Lifelong Learning

Three problem need to solve when realize lifelong learnig

Knowledge Retention
Knowledge Transfer
Model Expansion

Knowledge Retention

When a network learn a new task. It has the inclination to forget the skills it has learned. The phenomenon that the model will forget the previous skills is called Catastrophic Forgetting.

The reason for resulting the catastrophic forgetting is not the model's size which has no enough capacity to learn the new skills. To prove this we can make the model to learn a multi-task problem and get a good results.

catastrophic forgetting

Idea

The ideas to solve knowledge retention

Elastic Weight Consolidation

\[L^{\prime}(\theta) = L(\theta) + \lambda \sum_{i} b_i(\theta_i - \theta_i^{b})^2\]

\(L^{\prime}(\theta)\) : the loss to be optimized
\(L(\theta)\) : the loss of current task
\(\theta_i\) : the parameters to be learning
\(\theta_i^{b}\) : the parameters leaned from previous tasks
\(b_i\) how important the parameter is

the idea of EWC is: learning the new parameters which are not far from the previous parameters

EWC

How to set \(b_i\) ?

small 2nd derivative -> set \(b_i\) to small or large
large 2nd derivative -> set \(b_i\) to small

important of parameters

Generating Data

Conducting multi-task learning by generating pseudo-data using generative model.
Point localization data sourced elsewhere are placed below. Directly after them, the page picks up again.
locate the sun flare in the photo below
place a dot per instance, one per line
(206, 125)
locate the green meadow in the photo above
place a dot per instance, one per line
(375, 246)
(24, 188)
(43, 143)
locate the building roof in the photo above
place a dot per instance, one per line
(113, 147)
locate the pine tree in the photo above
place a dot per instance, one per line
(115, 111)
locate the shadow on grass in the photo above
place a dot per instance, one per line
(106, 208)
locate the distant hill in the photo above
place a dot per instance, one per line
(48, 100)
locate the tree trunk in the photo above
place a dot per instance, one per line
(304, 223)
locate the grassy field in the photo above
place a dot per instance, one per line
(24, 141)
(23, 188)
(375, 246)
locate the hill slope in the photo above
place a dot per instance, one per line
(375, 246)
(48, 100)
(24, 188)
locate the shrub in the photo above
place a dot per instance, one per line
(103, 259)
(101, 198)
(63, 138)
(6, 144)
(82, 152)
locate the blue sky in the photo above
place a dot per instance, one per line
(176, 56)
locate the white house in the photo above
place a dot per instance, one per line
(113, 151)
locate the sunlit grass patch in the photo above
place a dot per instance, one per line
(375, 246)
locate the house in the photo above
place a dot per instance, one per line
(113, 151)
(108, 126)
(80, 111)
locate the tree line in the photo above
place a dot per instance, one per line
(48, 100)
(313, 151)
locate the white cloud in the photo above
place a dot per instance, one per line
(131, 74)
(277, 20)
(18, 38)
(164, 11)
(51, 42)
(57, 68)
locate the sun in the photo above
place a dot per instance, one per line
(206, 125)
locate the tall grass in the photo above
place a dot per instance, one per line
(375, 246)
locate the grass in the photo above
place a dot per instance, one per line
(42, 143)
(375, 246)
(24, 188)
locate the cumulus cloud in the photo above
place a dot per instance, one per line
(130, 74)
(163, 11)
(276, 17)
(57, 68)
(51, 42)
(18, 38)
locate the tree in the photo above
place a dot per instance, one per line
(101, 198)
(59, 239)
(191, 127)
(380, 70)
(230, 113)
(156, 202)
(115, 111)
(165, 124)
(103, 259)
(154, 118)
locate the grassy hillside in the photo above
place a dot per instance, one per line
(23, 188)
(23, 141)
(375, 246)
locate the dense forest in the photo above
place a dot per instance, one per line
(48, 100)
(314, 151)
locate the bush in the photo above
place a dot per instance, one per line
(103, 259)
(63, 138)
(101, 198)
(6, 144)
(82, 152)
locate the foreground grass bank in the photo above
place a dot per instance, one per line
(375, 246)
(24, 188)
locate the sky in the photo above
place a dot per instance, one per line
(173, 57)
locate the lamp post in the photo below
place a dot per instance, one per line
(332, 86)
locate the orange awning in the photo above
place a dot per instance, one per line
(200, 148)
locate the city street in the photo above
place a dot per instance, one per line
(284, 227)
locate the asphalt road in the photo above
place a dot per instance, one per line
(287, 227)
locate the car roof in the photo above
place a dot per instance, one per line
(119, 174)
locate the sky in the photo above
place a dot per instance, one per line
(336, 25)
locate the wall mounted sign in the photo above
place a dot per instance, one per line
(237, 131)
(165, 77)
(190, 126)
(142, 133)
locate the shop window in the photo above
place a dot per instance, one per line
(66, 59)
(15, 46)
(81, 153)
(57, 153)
We know the multi-task learning is a good way to solve life long task(sometimes it is the upper bound). If a new task come, we can regard it as a multi-task problem combined with previous tasks and build a model to solve it. But the premise of dong this is we have the data of previous tasks. In reality, we can not store all the dataset of previous tasks. Therefore, We can use generative model to generate previous dataset.

Generating Data

Knowledge Transfer

The difference of knowledge transfer between lifelong learning with transfer learning is that transfer learning is just concentrate on new task while the lifelong learning shuild consider the catastrophic forgetting

Gredient Episodic Memory

catastrophic forgetting

The idea of GEM is: When we update the parameters by gredient descent we can find a direction which can benifits the previous tasks and new tasks to update. The disadvantages of GEM is we need store a little bit of data of previous tasks.

Model Expansion

Progressive Neural Networks

catastrophic forgetting

An example of model expansion is the Progressive Neural Networks proposed in 2016. We fix the parameters after learning some tasks, and then train the new task. We build a new model and use the output of previous task as the input of new task. However, there is a disadvantage that you can not train too many new tasks because it will cause a lot of load.

Expert Gate

catastrophic forgetting

Exper Gate's method: We still have one model for each task. For example, we have three tasks, and the fourth task is similar to the first one (we use Gate to determine which new task is similar to the old one), then we will use the model of the first task as the fourth Initialization of each task model, this has formed a certain migration effect. However, this method is still a task corresponding to a model, which still causes a lot of load on storage.

Tasknomy

The order of learning tasks is just like the order of our textbooks, which has a great impact on the final results. (This is a optimal order for the learning tasks).